Tips & Tidbits

RDS MySQL Performance Tuning - Speeding up slow inserts

If you're running a write heavy application with a MySQL database you might notice a fairly significant slowdown as the write load on the server increases. In our case, we're running a Laravel based event sourced service which is writing incoming events to read tables. Under heavy write load, simple inserts and updates with small payloads were pushing the 250ms mark. Here's how you can speed up those slow writes.

Use a server backed by performant SSD storage

MySQL (with default settings) writes the log buffer to disk after every transaction. Under high load, this causes a ton of small writes which are particularly slow on traditional platter based hard drives.

In our case, we had undersized the Amazon RDS instance disk size, which has a direct impact on write performance (higher capacity means more provisioned IOPS/write bandwidth). Increasing the disk size dropped out write average down about 50ms.

TL;DR: Make sure the disk for your server is as fast as possible

Increase the log file size limit

The default innodb_log_file_size limit is set to just 128M, which isn't great for insert heavy environments. Increasing this to something larger, like 500M will reduce log flushes (which are slow, as you're writing to the disk). This is particularly important if you're inserting large payloads.
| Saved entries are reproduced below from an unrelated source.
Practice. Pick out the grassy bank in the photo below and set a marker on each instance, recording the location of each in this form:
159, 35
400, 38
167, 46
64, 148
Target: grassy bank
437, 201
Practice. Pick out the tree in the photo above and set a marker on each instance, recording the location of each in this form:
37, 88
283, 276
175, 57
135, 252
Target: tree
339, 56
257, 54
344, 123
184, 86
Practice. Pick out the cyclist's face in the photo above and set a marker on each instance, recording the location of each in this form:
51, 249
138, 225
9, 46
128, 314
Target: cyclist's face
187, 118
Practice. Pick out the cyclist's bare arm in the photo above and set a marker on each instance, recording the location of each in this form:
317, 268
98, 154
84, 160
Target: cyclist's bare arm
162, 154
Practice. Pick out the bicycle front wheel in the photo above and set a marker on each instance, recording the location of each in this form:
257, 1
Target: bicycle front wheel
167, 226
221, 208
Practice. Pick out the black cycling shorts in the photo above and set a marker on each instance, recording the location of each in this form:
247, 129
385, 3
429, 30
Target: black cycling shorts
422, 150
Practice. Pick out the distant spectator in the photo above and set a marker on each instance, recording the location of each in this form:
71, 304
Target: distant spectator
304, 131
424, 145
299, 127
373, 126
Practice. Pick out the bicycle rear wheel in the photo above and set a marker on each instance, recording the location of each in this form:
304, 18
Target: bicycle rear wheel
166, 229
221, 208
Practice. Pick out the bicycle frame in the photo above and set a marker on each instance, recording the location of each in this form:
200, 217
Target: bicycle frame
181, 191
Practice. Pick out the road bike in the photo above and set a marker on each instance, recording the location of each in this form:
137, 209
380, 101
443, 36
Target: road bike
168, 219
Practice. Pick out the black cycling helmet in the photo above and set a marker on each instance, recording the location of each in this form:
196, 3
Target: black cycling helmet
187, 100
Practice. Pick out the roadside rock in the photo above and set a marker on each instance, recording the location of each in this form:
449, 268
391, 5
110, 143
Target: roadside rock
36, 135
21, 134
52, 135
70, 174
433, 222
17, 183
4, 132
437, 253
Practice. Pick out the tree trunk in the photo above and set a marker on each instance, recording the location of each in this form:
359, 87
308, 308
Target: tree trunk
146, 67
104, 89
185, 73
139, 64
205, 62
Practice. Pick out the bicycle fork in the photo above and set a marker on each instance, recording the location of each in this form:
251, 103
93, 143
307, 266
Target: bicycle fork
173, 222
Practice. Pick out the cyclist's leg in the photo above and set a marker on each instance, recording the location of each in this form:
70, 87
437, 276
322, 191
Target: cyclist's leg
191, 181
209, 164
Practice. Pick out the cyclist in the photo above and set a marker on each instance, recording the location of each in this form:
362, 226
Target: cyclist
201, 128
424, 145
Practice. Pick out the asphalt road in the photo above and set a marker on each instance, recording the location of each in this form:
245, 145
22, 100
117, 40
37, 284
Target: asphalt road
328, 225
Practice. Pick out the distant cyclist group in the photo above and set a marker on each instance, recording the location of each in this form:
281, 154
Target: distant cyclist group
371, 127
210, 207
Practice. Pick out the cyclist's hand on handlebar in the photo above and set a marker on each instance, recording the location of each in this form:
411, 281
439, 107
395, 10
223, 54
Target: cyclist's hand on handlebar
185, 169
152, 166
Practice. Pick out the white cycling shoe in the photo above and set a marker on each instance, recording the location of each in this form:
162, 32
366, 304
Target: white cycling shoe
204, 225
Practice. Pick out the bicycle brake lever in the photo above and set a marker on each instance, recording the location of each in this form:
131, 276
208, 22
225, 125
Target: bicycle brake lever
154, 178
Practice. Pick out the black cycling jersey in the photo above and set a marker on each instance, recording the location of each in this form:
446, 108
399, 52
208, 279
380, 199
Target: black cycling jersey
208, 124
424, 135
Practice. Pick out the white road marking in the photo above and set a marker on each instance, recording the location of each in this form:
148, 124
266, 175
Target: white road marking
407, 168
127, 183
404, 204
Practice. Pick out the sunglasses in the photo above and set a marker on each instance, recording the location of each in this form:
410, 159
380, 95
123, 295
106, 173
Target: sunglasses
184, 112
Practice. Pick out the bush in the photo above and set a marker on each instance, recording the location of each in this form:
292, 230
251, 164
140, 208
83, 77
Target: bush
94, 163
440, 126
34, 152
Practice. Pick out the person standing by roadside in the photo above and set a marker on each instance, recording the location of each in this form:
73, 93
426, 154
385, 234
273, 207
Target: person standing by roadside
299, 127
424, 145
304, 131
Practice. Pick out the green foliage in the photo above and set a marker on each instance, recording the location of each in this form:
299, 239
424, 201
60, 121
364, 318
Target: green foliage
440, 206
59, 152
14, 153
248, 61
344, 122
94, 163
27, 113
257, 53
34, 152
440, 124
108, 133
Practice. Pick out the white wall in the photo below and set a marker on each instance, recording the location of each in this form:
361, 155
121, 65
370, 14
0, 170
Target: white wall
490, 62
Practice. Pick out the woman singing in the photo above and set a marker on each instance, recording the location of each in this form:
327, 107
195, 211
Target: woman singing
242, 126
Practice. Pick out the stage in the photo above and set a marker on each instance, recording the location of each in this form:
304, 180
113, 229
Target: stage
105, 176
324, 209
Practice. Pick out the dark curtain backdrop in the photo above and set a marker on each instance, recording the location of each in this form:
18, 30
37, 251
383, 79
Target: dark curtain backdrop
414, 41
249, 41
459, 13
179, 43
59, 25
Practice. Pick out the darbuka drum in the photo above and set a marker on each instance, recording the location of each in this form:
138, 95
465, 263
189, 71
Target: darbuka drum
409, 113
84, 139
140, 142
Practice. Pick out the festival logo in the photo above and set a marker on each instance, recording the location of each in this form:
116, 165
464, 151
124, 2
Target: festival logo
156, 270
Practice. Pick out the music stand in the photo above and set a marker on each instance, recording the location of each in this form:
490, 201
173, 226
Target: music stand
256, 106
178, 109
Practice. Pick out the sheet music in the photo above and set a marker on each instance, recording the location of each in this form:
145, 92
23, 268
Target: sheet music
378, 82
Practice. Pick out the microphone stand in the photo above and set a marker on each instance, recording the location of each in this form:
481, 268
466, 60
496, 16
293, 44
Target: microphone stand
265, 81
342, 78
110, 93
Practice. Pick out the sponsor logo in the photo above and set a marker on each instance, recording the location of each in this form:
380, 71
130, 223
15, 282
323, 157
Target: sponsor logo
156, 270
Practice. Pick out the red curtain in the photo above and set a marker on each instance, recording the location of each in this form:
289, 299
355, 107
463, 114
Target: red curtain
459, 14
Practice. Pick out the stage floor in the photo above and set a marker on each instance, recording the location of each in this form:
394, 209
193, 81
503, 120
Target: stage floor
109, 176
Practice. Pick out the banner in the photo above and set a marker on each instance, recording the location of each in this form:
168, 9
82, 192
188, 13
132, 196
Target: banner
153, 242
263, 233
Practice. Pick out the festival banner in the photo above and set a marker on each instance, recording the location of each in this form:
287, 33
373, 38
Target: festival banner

In our case, bumping the log file size didn't actually help us much, since we had many smaller reads (not enough to overflow the log file frequently).

Defer disk writes by flushing the log less frequently

By default MySQL will write the log to disk after every single transaction. In our case, it wasn't possible to wrap batches of inserts in transactions, so every single insert query was causing a disk write.

You can instead write the log to disk at an interval by setting innodb_flush_log_at_trx_commit to 2. The main issue with setting this away from the default of 1 is possible data loss. While you're still protected from MySQL crashes causing data loss, the entire server loosing power would mean potentially losing data. For example, if you have the flush interval set to the default of 1, you could lose a seconds worth of writes upon failure of the server.

By setting innodb_flush_log_at_trx_commit to 2, we were able to drop the insert time average from over 200ms to under 50ms. While this is a pretty massive improvement, it's possible to squeeze even more speed if you are willing to risk a few more seconds of potential data loss.

You can increase the flush interval by setting innodb_flush_log_at_timeout to your desired interval (in seconds). In our case, we went with 5 seconds, which resulted in the insert time average dropping under 5ms! A massive difference from the original 250ms, and in our case worth the risk of 5 seconds of potential data loss.